The Replication Fork
Why can DNA polymerase only act from 5' to 3'? The reason is the relative
stability of each end of DNA. A triphosphate is required to provide energy for
the bond between a newly attached nucleotide and the growing DNA strand.
However, this triphosphate is very unstable and can easily break into a
monophosphate and an inorganic pyrophosphate, which floats away into cell. At
the 5' end of the DNA, this triphosphate can easily break, so if a strand has
been sitting in the cell for a while, it would not be able to attach new
nucleotides to the 5' end once the phosphate had broken off. On the other hand,
the 3' end only has a hydroxyl group, so as long as new nucleotide triphosphate
are always brought by DNA polymerase, synthesis of a new strand can continue no
matter how long the 3' end has remained free.

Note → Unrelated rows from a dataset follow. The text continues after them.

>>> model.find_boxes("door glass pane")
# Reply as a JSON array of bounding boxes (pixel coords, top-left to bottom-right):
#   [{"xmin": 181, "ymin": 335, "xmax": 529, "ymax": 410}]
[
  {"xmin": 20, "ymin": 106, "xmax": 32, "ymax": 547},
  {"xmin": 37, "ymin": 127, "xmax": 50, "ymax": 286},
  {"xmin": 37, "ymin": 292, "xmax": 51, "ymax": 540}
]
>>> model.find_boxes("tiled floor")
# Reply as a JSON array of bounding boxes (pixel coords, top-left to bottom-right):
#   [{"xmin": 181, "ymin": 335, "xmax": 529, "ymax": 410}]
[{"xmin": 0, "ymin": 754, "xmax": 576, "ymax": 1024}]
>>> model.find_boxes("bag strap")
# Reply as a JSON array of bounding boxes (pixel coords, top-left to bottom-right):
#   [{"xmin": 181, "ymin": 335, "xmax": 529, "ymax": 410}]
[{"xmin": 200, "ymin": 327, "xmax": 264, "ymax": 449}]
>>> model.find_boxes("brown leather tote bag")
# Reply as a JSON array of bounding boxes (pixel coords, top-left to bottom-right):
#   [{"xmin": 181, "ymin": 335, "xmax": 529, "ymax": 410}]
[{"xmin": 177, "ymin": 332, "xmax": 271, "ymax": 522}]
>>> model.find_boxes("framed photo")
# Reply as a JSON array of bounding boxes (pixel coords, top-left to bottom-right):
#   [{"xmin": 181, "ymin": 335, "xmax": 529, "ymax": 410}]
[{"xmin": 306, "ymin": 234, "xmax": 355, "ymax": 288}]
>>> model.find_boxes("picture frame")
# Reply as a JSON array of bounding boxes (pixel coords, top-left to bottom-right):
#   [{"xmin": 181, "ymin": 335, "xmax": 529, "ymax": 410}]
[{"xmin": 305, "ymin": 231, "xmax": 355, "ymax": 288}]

This presents a problem, since one strand of the double helix is 5' to 3' ,
and the other one is 3' to 5'. How can DNA polymerase synthesize new copies of
the 5' to 3' strand, if it can only travel in one direction? This strand is
called the lagging strand, and DNA polymerase makes a second copy of this
strand in spurts, called Okazaki fragments, as shown in the diagram. The
other strand can proceed with synthesis directly, from 5' to 3', as the helix
unwinds. This is the leading strand.